By 1986, Dilettoso was working on film colorization for American Film Technologies, which provided the process to Ted Turner. Until that time, most colorizing attempts required that every frame be hand-tinted. Dilettoso figured out a way to colorize digitally.

AFT now downplays his contribution, but Joseph Mintz, who was president of AFT at the time, says, "Jim definitely developed the first stages, the basic early technology required to do what ended up being American Film's coloring system. Jim is extremely bright and charismatic, just bubbling with ideas. He went forward in his quest to figure this stuff out with all the enthusiasms of the early American inventors."

Dilettoso claims he received $75,000 for his efforts, the balance paid in worthless stock. However much it was worth, he probably would have blown the money, anyway.

@rule:
@body:Downtime at Dilettoso and Company. An erstwhile employee is out back fiddling with a small furnace he's rigged up to smelt an alloy of platinum and other semiprecious metals out of bags and bags of what looks like dirt. Depending on the day of the week, the story is that they're going to sell the platinum to finance other projects and/or use the smelting process to plate circuit boards.

Inside, computer graphics flash across a video screen--wild colors, animation, a mlange of images that Dilettoso and his programmers designed or that other artists created using Dilettoso's software.

Dilettoso is tooling at a keyboard of another sort, a synthesizer he's set up in the back studio of his building. Over and over he toys with a descending series of chords with an organlike tone, at once New Age and slightly sinister, as if he were the phantom of the laboratory. He and his girlfriend, Susan Gordon, and a third musician have formed a New Agey band they call UFaux, and they've just come off a gig in San Diego.

He's thinking about an upcoming Billy Idol tour he's supposed to work on. Mostly, he's wasting time because he recently moved into the building from a studio down the street, and the telephone's not hooked up yet. Meanwhile, three big deals are threatening to erase themselves from the hard drive of his schedule. He's fiddling while circuit boards burn.

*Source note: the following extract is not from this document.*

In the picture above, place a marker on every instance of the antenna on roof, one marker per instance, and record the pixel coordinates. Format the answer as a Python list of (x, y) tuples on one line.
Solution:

A producer from the TV show Unsolved Mysteries is trying to reach him for a long-in-the-works segment about the Swiss UFO case. Another producer is trying to telephone him about an interactive audio project involving Fleetwood Mac, and so are the Maryland investors lining up the cash to set up a computer graphics service bureau. The bureau essentially will make it possible for people with ordinary personal computers to send still and moving images to each other over telephone lines--rapidly--through Dilettoso's supercomputer, "To get from my medium to your medium, or from my head to your medium," as he puts it.

Maybe this is the project that will make a rich man out of Dilettoso. The Maryland investors think it will; they see it developing into a system to provide video on demand--movies sent to your TV and your TV only over the telephone lines. Dilettoso's not sure. "Why should I make it easier for a couch potato to watch TV without driving down to the video store?" he asks. He's walked away from projects before, most recently a video telephone that is allegedly better than AT&T's. He doesn't talk about it, but the investors have seen it and were blown away.

His technovision goes into fast forward, imagining a day in the near future when a news reporter at a remote location could record an event with a hand-held video camera, digitize it with a lap-top computer, modem it through a cellular phone and beam it to a satellite with a hand-held antenna to be picked up by his network. He has been negotiating with the inventor of just such an antenna, he notes.

He envisions the day when all music will be recorded directly into a computer, and rather than imprinting it on tape or CD, it will be sent directly from the computer to the radio station or to a speaker in your home.

He's got other plans, too, nothing sinister, but he won't say what because we wouldn't understand.